Deliciously crunchy, with layers of goodness and cheese, these vegetarian black bean nachos are so good that you wont miss the meat, and will want it over and over again for any game day gatherings or just any day!
The first time I had nachos was with that (I want to say disgusting, but I dont like saying that about food) cheese sauce. The artificial kind, that you know that nothing natural can ever be that way. You like it, but you also know that something is just not right about it. I would still order it and I would still eat it.
And then, I made nachos, years ago, for a superbowl. I used cheese, real cheese, but it was still not all that great. It was not stringy, you know, like when you pull out a loaded tortilla from the nachos bowl and the string of cheese just follows it.

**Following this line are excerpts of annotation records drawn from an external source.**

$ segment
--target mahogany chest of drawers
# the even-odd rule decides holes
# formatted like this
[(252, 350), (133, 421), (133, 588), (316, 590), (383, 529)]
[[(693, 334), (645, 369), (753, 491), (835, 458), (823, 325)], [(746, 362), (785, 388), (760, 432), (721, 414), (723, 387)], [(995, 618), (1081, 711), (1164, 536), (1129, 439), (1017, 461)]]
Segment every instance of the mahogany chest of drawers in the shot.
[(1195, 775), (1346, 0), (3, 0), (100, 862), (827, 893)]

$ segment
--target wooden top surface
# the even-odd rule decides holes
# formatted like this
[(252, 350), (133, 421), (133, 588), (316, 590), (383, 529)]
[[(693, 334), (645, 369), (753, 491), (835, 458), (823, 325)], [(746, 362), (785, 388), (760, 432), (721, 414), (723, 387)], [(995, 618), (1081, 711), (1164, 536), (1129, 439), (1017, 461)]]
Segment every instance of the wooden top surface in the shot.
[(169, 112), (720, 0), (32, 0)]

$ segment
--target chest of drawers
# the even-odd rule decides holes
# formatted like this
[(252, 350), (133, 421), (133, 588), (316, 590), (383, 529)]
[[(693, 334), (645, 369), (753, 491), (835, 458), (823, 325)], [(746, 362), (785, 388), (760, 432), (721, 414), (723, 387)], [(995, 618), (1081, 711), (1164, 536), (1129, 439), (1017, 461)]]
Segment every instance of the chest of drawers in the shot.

It was not like that. It was still tasty enough. I never really made nachos much after that. Until, I came across the secret to making great nachos.
So, you may ask……
What makes great nachos?
Several things, in fact.
- But first and foremost is the cheese. Use real cheese and DO NOT buy the pre grated ones. Buy a block of cheese and grate it fresh. It makes all the difference. Mix up a couple of different kinds of cheese for some extra cheesy-ness and flavor.
- Layer, layer, layer. Tortilla chips, veggies, cheese, more chips, more veggies, more cheese. This way there is an extra layer of ooey-gooey cheese in there, that will melt and bind together the chips with the veggies and you get a good full bite, every time you dig in to take some.
- Keep it simple and use as much fresh ingredients as possible. Especially the jalapenos. Do not use the pickled jarred ones. Use fresh ones and it makes a world of a difference.
And this time I made these nachos, I used enchilada sauce in the nachos instead of just sprinkling some salsa on the top or leaving it on the side. I got this brilliant idea from I Heart Naptime. We all loved it here and there is no going back.
Looking for more game day crowd pleasers? Here are a few favorites:
- Baked Garlicky Ham and Cheese Sliders
- Taco Spiced Buffalo Chicken Wings
- Spicy Asian Chicken Wings
- Vegetarian Nacho Cups
- 2 minute Smoked Salmon Dip with Dill and Capers
- Scallion Cilantro Hushpuppies
Skillet Vegetarian Black Bean Nachos
- 11 oz tortilla chips
- 2 cups red enchilada sauce
- 1 can organic black beans 15 oz
- 3 cups grated habanero jack / pepper jack cheese from a 7 oz block
- 6 cups grated sharp cheddar from 2- 7 oz blocks
- 1 jalapeno deseeded and chopped
- 1 jalapeno sliced in rings
- ½ red onion diced
- 1 tomato chopped
- ½ cup chopped cilantro
- ¼ cup sour cream / yogurt
- few slices of lime
- Pre heat the oven to 350F.
- Pour 1 ½ cups of the enchilada sauce at the bottom of an 8" cast iron skillet. Spread half of the black beans over it.
- Place half of the tortillas over it and spread half of both cheeses over the tortillas.
- Place the skillet in the oven for 3 mins till the cheese just about starts to melt.
- Remove the skillet from the oven and top with the rest of the enchilada sauce, black beans and tortillas.
- Scatter the onion and chopped jalapeno on top and add the rest of the cheese.
- Return the skillet back to the oven and bake for about 10-12 mins or until the cheese has all melted.
- Remove the skillet from oven, top with tomatoes, cilantro and the jalapeno slices. Drizzle the sour cream / yogurt on top and serve with the lime slices for anyone to squeeze over of needed.